Home Christian News Wisconsin Lawmaker Asks for Prayers for Colleague With COVID

Wisconsin Lawmaker Asks for Prayers for Colleague With COVID

Andre Jacque
FILE - In this March 2, 2015, file photo shows Wisconsin Republican state Rep. Andre Jacques at a labor committee hearing at the State Capitol in Madison, Wis. Jacques, one of the Legislature's most conservative lawmakers and a vocal opponent of mask and vaccine mandates, tested positive for COVID-19 last week and was at the hospital on Monday, Aug. 16, 2021 with pneumonia. (Michael P. King/Wisconsin State Journal via AP, File)

MADISON, Wis. (AP) — The office of a Wisconsin lawmaker who has been an outspoken critic of vaccine and mask mandates declined to update his condition on Tuesday, even as a fellow legislator asked for prayers, saying the state senator was hospitalized with COVID-19-induced pneumonia.

Wisconsin state Sen. Andre Jacque was hospitalized on Aug. 16 after he tested positive for COVID-19. Jacque, a Republican from De Pere, is one of the Legislature’s most conservative members and a vocal opponent of mask and vaccine mandates.

His spokesman, Matt Tompach, stopped providing updates on his condition last Wednesday. On Friday night, state Rep. Shae Sortwell asked his Facebook followers to pray for Jacque.

“He is in serious need of your prayers tonight,” Sortwell said. “He is in the hospital with Covid induced pneumonia.”

Tompach on Tuesday again declined to provide any update on Jacque’s condition. The last update, provided a week ago, said Jacque was “tired but in good spirits.”

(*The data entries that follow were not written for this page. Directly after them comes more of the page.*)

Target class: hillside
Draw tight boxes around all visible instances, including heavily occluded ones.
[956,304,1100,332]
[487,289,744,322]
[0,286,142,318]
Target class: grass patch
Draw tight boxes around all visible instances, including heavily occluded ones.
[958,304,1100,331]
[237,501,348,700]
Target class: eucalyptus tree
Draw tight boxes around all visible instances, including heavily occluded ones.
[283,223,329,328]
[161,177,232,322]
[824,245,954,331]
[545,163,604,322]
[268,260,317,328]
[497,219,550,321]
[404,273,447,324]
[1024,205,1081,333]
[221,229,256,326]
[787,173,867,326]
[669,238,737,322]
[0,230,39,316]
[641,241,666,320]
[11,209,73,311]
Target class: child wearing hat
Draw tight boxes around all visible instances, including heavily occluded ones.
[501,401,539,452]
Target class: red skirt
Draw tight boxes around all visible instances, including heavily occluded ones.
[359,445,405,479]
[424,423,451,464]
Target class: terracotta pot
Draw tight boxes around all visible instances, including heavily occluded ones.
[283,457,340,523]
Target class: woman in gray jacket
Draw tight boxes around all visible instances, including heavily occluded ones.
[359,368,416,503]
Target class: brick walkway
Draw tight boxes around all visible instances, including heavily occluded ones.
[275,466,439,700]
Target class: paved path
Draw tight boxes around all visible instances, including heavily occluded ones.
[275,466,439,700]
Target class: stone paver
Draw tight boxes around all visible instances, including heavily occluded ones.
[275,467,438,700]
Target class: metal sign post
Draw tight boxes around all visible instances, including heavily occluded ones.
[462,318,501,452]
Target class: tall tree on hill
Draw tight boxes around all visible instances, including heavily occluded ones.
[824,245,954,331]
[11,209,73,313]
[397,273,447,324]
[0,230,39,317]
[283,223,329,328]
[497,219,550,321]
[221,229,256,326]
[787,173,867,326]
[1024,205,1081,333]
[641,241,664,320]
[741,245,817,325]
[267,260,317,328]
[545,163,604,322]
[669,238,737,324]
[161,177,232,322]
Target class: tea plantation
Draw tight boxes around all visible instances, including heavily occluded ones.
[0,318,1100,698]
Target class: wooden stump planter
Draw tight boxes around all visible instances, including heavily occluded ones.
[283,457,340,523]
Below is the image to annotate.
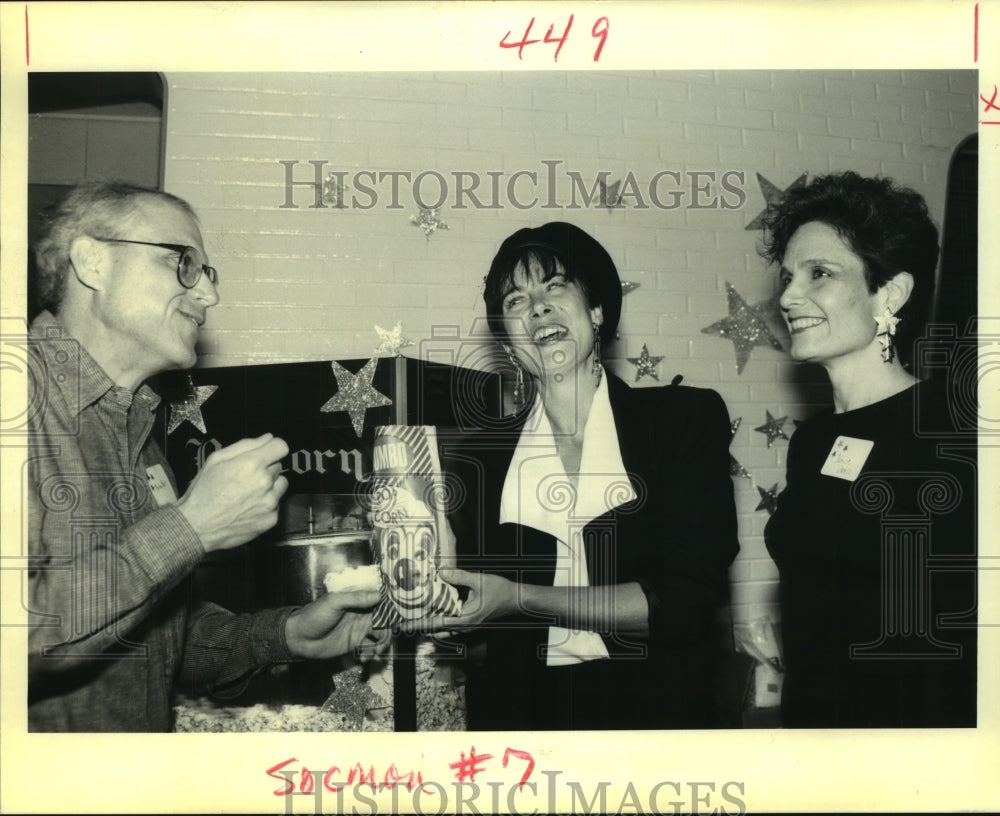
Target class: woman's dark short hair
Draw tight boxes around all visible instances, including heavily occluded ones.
[761,171,940,370]
[483,221,622,343]
[31,181,198,312]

Jacque, 40, said on Aug. 16 that he was at the hospital with pneumonia but he was “largely asymptomatic with the exception of fatigue.”

Jacque’s office has not answered questions about whether he was vaccinated.

Jacque has been outspoken against COVID-19 vaccine mandates, including sponsoring vetoed bills that would have prevented government officials or business owners from requiring proof of vaccination. He, like other Republicans, opposed the statewide mask mandate that the Wisconsin Supreme Court struck down in March.